Guidance updated for the resmetirom era, with algorithms for diagnosis, risk stratification, and surveillance.

Methodological Strengths

Systematic, multi-database search and structured appraisal across eight domains and 145 variables.
Formal Delphi process with predefined supermajority threshold ensuring high-consensus statements.

Limitations

Consensus relies on underlying heterogeneous guideline evidence quality.
Guideline recommendations may require regional adaptation and future updates as new trials report.

Future Directions: Prospective validation of algorithms in diverse health systems, integration with T2D care pathways, and real-world effectiveness of resmetirom-inclusive strategies.

2. Incretin-based drugs and the risk of gallbladder or biliary tract diseases among patients with type 2 diabetes across categories of body mass index: a nationwide cohort study.

76.5Level IICohortThe Lancet regional health. Western Pacific · 2025PMID: 40226782

In a nationwide, active-comparator, new-user design with large propensity score–matched cohorts, both DPP4 inhibitors and GLP-1 receptor agonists were associated with higher gallbladder/biliary disease risk than SGLT2 inhibitors, without BMI-based effect modification. Findings are consistent across obese, overweight, and normal-weight categories.

Impact: Directly informs drug selection in T2D by quantifying biliary risks of widely used incretin agents versus SGLT2 inhibitors across BMI strata.
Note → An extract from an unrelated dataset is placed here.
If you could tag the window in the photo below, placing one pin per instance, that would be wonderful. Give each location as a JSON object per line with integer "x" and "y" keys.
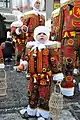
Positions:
{"x": 5, "y": 3}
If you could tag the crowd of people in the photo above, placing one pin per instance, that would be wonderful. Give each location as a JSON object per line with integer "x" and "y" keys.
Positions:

Clinical Implications: In patients at higher baseline risk for gallbladder/biliary diseases, preferential consideration of SGLT2 inhibitors over incretin agents may reduce biliary events. Counsel patients on biliary symptoms and monitor accordingly irrespective of BMI.

Key Findings

DPP4 inhibitors vs SGLT2 inhibitors: HR 1.21 (95% CI 1.14–1.28) for gallbladder/biliary disease.
GLP-1 receptor agonists vs SGLT2 inhibitors: HR 1.27 (95% CI 1.07–1.50).
No evidence of BMI-based effect modification (p=0.83 and p=0.73 for interaction).

Methodological Strengths

Active-comparator, new-user design with very large 1:1 propensity score–matched cohorts.
Consistent results across BMI strata and across two independent comparator cohorts.

Limitations

Observational claims data subject to residual confounding and potential misclassification.
Absolute risks and follow-up durations are not detailed in the abstract.

Future Directions: Head-to-head pragmatic trials or high-quality emulations assessing absolute risks, duration-response, and mechanisms of biliary effects with incretin therapies.

3. Visit-to-Visit Variability in Lipid Levels and Risk of Incident Heart Failure in Adults With Type 2 Diabetes.

76Level IICohortDiabetes care · 2025PMID: 40227864

In ACCORD (n=9,443), higher visit-to-visit variability in TC, LDL-C, HDL-C, and TG independently predicted incident heart failure over 5 years, with adjusted HRs ranging 1.49–1.76 for highest vs lowest variability quartiles. Associations were consistent across variability metrics.

Impact: Highlights lipid variability as a modifiable risk dimension beyond mean levels for HF prevention in T2D, potentially informing targets for medication adherence and therapeutic smoothing.

Clinical Implications: Prioritize strategies that stabilize lipid levels (e.g., adherence optimization, long-acting statins/ezetimibe/PCSK9i), monitor variability in addition to means, and integrate HF risk stratification in T2D with lipid variability metrics.

Key Findings

Across 9,443 T2D participants, 345 incident HF events occurred over 5.0 years.
Highest quartile of lipid variability associated with higher HF risk: TC CV aHR 1.68; LDL-C CV aHR 1.76; HDL-C CV aHR 1.53; TG CV aHR 1.49.
Findings were consistent using multiple variability metrics (CV, SD, variability independent of the mean).

Methodological Strengths

Prospective repeated lipid measures at six time points enabling robust variability assessment.
Adjusted Cox models in a large, well-characterized ACCORD cohort.

Limitations

Observational analysis within a trial cohort; causality cannot be established.
Generalizability may be limited to ACCORD-like populations.

Future Directions: Interventions targeting lipid variability (e.g., adherence programs, pharmacologic smoothing) should be tested for HF prevention in T2D.